Startseite · Interview · Gefragt

(c) Simon Fowler

Piotr Anderszewski

Form vollendet

Der polnische Pianist legt eine luzide und rhetorisch brillante Neueinspielung von Mozarts Klavierkonzerten Nr. 25 und 27 vor. Wir haben ihn getroffen.

RONDO: Sie sind bei den Mozart-Konzerten sowohl Solist als auch Dirigent. Ist die Koordination schwierig oder ein organischer Vorgang?

Piotr Anderszewski: Beides, es ist schwierig wegen des Multitaskings, aber zugleich auch organisch. Weil Mozarts Musik in sich selbst völlig organisch ist. Orchester und Klavier sind so innig verknüpft, dass es in gewisser Weise sogar einfacher ist ohne Dirigent.

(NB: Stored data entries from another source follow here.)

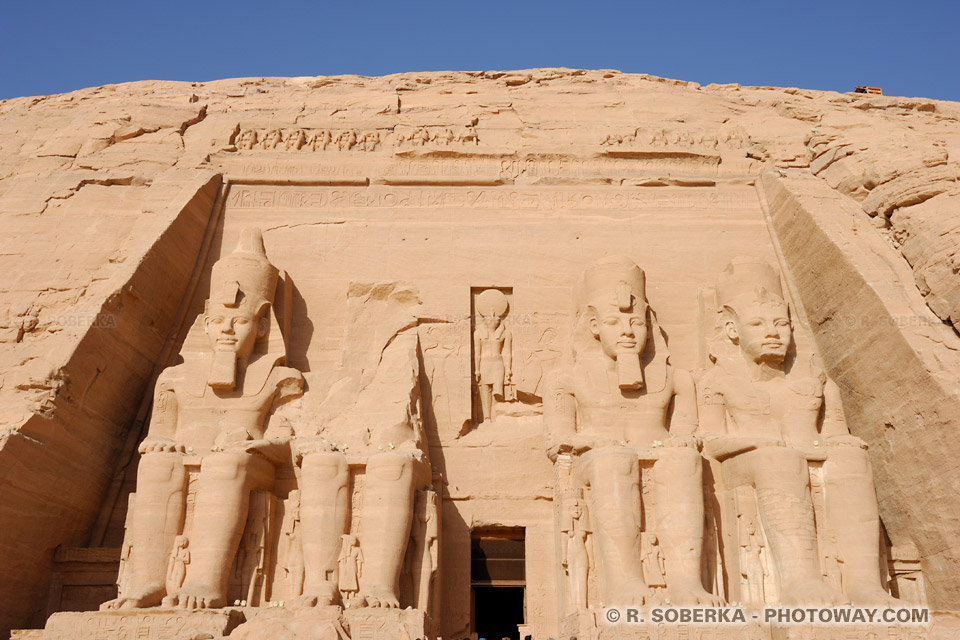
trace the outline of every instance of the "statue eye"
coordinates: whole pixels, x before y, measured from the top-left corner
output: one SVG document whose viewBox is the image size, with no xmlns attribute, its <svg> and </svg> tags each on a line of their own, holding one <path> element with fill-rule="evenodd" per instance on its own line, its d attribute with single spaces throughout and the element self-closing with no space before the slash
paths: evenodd
<svg viewBox="0 0 960 640">
<path fill-rule="evenodd" d="M 247 324 L 248 322 L 250 322 L 250 321 L 247 320 L 246 318 L 234 318 L 234 319 L 233 319 L 233 323 L 234 323 L 234 324 Z"/>
<path fill-rule="evenodd" d="M 779 318 L 776 324 L 778 327 L 788 327 L 790 326 L 790 321 L 786 318 Z"/>
<path fill-rule="evenodd" d="M 207 318 L 207 322 L 212 322 L 213 324 L 223 324 L 223 318 L 220 316 L 214 316 L 213 318 Z"/>
<path fill-rule="evenodd" d="M 642 327 L 646 323 L 643 321 L 643 318 L 630 318 L 630 324 L 634 327 Z"/>
<path fill-rule="evenodd" d="M 617 316 L 607 316 L 604 319 L 603 324 L 608 324 L 610 326 L 620 324 L 620 318 L 618 318 Z"/>
</svg>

RONDO: Weil Sie nicht reagieren müssen auf den Dirigenten, und er nicht auf Sie?

Anderszewski: Es ist einfach direkter. Bei den Mozart-Konzerten gibt es so etwas wie eine Konversation zwischen den Instrumenten und dem Klavier, und dieses Gespräch möchte ich so direkt wie nur irgend möglich führen.

RONDO: Wie groß ist die Orchesterbesetzung bei Ihrer Einspielung?

Anderszewski: Es ist keine Kammerorchester-Formation. Besonders das C-Dur-Konzert ist ein großes, majestätisches Stück, und vor allem für den ersten Satz ist es gut, wenn man über eine substantielle Menge von Streichern verfügen kann.

RONDO: Mozart wird heute häufig mit alten Instrumenten in historischer Aufführungspraxis gespielt. Haben Sie sich jemals damit beschäftigt?

Anderszewski: Ja, ich habe es ein bisschen versucht. Aber ich bin grundsätzlich nicht so sehr an den Instrumenten interessiert. Mehr an der Musik an sich, also an der Phrasierung, der Rhetorik und am Charakter, den ich erzeugen will. Und der Frage, wie baue ich Interaktion auf zwischen Phrasen und musikalischen Ereignissen. Ob nun dieses oder jenes Instrument, diese Frage ist für mich weniger wichtig.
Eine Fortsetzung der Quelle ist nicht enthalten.